The data keeps coming …
MBB1128 H. maculata var. livida, Lemoenpoort.
MBB1128 (MBB7066 W. Lemoenpoort) is the type locality for H. maculata var. livida. Plant pics are available in Haworthia Update Vol. 9. A myth corrected to, population 5, set 3 Here are flower photos from 8 December 2012.
MBB4461 (and (MBB6514) H. mirabilis ‘notabilis’ Buitenstekloof
MBB7266 H. maculata var. livida, E Lemoenpoort.
MBB7994 Haworthia maculata, Kanetvlei.
In Haworthia Update Vol. 9 and a recent posting on Haworthia nortieri Bruce Bayer makes reference to this Haworthia maculata population, MBB7994 from Kanetvlei.
MBB7991 Moddergat above Ouhoekberg E, ex hort. single clone
From Updates Volume 9 Set 5 Bayer writes, “These populations were first observed as one on a higher eastern point of the Ouhoekberg above Moddergat in about 1975. George Lombard accompanied Kobus Venter and me there in 1996 and we found them on the western high point”.
These photos were taken 20 December 2012 from a single ex hort. clone and hence consistency, but still illustrative.
8034 Haworthia maculata ‘livida’, Ouhangsberg.
These plants occur in Pteronia communities on very dry and sparsely vegetated north slopes. The geology is Witteberg Sandstone but the particular strata the plants prefer seems to be a softer more erodible and less quartzitic stratum than they occupy at Lemoenpoort to the west. The plants appear to have flowered early in December coinciding with the flowering at Lemoenpoort and southeast Lemoenpoort. The two localities where we observed the plants are approximately midway between H. mirabils at Droogerivierberg to the east and Lemoenpoort to the west. There is no suggestion that they form any continuum and the flowering times are different.
The name of the farm is Iminga Mountain Reserve, a large tract of quite non-arable countryside that is appreciated by the owner as her garden.
I deeply appreciate the freedom to explore Ouhangsberg granted by Ms Suzi Broomberg.
MBB8042 Haworthia maculata ‘livida’ – Iminga Mountain Reserve, Ouhangsberg.
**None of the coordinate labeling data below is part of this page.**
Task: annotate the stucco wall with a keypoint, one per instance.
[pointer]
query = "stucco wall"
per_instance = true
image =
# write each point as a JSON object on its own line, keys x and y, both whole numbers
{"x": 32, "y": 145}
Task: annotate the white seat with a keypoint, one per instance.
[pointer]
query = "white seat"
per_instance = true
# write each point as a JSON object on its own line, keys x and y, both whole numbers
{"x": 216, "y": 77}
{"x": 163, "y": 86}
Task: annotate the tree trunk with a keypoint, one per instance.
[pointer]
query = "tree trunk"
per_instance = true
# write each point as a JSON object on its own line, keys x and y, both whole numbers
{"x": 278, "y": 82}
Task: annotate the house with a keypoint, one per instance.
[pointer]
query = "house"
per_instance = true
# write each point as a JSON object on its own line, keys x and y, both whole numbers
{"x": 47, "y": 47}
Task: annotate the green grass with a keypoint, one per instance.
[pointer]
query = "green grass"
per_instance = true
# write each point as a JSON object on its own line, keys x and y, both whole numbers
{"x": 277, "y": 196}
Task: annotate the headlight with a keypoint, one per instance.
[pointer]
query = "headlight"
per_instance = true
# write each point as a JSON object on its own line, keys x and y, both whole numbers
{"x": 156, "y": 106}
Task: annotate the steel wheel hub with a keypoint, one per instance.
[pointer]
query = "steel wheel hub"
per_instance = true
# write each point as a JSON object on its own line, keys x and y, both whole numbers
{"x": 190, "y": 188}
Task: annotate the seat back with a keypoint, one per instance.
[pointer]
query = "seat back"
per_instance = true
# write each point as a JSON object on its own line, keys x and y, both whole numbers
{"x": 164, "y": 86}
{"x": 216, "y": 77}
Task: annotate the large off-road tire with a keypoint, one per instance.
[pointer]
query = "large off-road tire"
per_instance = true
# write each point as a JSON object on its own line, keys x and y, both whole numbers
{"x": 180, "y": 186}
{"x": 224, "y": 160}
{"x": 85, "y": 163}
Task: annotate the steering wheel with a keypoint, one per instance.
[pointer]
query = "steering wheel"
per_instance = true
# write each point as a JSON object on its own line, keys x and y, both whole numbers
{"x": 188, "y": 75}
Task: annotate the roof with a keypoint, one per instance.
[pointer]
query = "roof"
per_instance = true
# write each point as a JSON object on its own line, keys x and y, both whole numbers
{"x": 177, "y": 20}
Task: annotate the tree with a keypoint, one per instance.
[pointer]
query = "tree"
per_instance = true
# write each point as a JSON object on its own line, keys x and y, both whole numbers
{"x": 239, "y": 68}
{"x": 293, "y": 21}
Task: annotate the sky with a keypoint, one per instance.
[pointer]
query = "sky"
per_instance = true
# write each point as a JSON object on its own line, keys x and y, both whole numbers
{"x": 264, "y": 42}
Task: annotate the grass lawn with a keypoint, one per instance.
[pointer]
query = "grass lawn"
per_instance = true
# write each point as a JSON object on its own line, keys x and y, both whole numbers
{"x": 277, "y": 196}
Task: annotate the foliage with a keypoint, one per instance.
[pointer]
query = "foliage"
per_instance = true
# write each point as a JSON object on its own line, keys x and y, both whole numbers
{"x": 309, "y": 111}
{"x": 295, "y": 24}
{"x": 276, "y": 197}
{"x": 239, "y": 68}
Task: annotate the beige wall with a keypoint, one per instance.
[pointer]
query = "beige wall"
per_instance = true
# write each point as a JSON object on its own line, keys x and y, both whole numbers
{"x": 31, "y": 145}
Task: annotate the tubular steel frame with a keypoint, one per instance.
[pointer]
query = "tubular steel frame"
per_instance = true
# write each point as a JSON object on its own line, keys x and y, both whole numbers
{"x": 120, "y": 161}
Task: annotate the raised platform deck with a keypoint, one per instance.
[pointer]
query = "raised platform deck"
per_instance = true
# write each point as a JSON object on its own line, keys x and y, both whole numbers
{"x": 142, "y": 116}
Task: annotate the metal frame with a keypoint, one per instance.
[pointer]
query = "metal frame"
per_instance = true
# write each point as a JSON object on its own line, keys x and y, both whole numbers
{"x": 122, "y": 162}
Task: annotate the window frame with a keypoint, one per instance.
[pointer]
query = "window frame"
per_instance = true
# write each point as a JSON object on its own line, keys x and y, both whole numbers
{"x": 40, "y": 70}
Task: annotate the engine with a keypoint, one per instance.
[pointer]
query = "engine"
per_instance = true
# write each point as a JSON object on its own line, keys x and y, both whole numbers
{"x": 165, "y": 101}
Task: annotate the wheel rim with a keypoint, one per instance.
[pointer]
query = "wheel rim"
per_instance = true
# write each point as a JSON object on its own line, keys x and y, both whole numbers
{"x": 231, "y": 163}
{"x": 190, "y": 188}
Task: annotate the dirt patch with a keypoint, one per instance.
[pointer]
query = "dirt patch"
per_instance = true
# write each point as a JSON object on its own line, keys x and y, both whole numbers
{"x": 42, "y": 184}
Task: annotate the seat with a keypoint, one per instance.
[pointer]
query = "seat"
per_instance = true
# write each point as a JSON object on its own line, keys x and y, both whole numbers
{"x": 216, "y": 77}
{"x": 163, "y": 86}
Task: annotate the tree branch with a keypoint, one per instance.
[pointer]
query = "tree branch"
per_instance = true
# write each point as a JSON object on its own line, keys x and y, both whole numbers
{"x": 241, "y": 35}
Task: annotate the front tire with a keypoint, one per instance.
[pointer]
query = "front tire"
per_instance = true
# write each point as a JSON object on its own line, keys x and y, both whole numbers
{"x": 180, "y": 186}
Following on from the 8034 record, we returned to explore still further east in a direct line from the 8034 localities to the H. mirabilis population on Droogerivierberg (see map). We found plants at the same altitude as we had observed H. herbacea on the previous visit. The plants were again very cryptic and hard to find. Flowering was also long past and the few capsules present contained very little seed. The situation with respect to habitat was a little different and these plants were just off a truly sandstone stratum and in a narrow band of renosterveld. H. herbacea was within 50m of the nearest H. maculata in a more karoid vegetation similar to that where we had seen H. maculata on the previous visit. This is difficult to understand. Southeast of the Brandvlei Dam, H. herbacea occupies habitat where one would expect to find H. maculata. But it does not do so in the Ouhoekberg nor Hammansberg. Here north of the Ouhangsberg there does not seem to be a visible difference in the choice of habitats for the two species but they cannot be said to truly co-occur i.e. grow together in such close proximity that they intermingle.
The spatial relationships of the various populations are now quite significant. The spread from localities east to west on the map is 5.23km. The distance between known H. mirabilis and nearest known H. maculata is nearly 1.5km. There is no indication of transition and present evidence is that there is no continuity between these two species. There is however still that space between to explore as well as a massive valley south between the two populations in question.